There are two problem types I can think of:
A.soA.so.Let's focus on one platform, say Linux. On Linux, shared libraries follow the ELF specification. They export a subset of their symbols ("ELF-visible" symbols). Only those exported symbols can be linked against, or found at runtime via the dynamic loader, by consumers like B.out.
libstdc++ is meant to be backwards-compatible. That is, if you link libstdc++ dynamically, your program usually just will load one libstd++.so library. There can be multiple modules (the executable, dynamic libraries) consuming symbols from this libstdc++. Because of the backwards-compatibility, all of them should work. This backwards-compatibility is achieved by ELF symbol versioning. Symbol versioning is however only done for symbols inside libstdc++, and not the standard library types which just live in headers (e.g. templates).
Regarding the first problem type: The layout of standard-library types is not stable in libstdc++. If you construct an object of type std::vector<int> in A.so and pass it out to B.out, they might assume different binary layouts for that type and it will break in wonderful ways. This even affects members of classes in A.so, if the space for the class object is allocated/freed by B.out. Here's one example.
Regarding the second problem type: By default, all symbols with external linkage are also exported from a shared object. Therefore, standard library templates instantiations can also get exported, usually by accident. If you've accidentally created an ELF-visible symbol like std::vector<Foo>::push_back(..) there's a chance both A.so and B.out both provide that symbol.
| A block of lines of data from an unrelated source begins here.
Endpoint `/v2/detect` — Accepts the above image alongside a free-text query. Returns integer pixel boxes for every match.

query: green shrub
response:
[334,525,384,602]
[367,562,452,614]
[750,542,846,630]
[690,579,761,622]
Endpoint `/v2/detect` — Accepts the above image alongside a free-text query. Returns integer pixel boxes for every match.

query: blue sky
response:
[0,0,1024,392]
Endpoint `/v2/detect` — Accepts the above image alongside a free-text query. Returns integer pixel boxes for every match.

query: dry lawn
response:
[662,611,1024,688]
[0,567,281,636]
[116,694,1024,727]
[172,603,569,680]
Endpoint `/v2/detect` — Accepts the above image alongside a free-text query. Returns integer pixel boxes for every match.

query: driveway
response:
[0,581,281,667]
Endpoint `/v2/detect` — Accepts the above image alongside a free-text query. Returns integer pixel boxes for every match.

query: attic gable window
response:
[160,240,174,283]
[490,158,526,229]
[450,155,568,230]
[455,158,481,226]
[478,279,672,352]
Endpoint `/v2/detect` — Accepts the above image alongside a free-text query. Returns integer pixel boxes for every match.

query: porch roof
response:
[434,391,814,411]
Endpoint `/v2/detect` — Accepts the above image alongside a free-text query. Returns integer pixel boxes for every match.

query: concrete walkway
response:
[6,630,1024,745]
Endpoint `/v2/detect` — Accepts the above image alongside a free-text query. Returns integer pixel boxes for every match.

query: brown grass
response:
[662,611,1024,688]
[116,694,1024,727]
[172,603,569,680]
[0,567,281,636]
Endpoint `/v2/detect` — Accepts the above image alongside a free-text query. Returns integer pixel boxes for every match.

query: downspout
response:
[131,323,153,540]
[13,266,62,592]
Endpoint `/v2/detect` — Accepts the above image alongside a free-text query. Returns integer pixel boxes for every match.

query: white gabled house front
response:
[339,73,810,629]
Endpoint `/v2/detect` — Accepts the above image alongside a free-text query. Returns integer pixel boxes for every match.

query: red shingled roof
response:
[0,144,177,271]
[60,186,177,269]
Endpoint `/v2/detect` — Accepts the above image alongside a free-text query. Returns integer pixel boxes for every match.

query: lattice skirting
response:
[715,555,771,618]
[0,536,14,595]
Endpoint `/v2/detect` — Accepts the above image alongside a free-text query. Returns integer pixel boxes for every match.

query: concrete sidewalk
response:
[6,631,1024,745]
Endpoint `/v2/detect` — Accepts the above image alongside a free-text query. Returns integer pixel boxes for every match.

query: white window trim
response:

But since we're linking dynamically, the one in B.out will be preferred and also used by A.so. Of course this is bad since either Foo or std::vector might have different layouts in A.so and B.out. This can also happen for things like global/static variables such as the empty string for CoW-std::string, or locale facets. It can mostly be dealt with by disabling default ELF-visibility (-fvisibility=hidden) and then explicitly exporting individual symbols. But even then it's tricky and you should check which symbols are exported in the end. Maybe a linker version script helps here.
Regarding clang vs gcc: If you use both libstdc++ and libc++, you'll most likely run into symbol conflicts between libstdc++ and libc++. For example, both might provide a function like operator new(size_t). Maybe you're lucky and all symbols are properly versioned, and the version contains the library name.
In simple shared object schemes, you only specify which libraries you need. Separately, you specify the symbols you need. There is usually no association between those two. For every library loaded, the dynamic loader maintains a list of libraries to search for a symbol. It is possible to resolve symbols from "the wrong library" (not the one you intended to use), however I think that would not happen if A.so and libc++.so are sibling dependencies (i.e. B.out loads both libc++.so and A.so, and A.so requires libstdc++.so).
It should be possible to use linker namespaces to completely isolate dependencies.
In the end, I think it's possible to make it work. Question is, are you willing to solve the weird and wonderful issues arising from accidental symbol collisions? Is it worth it?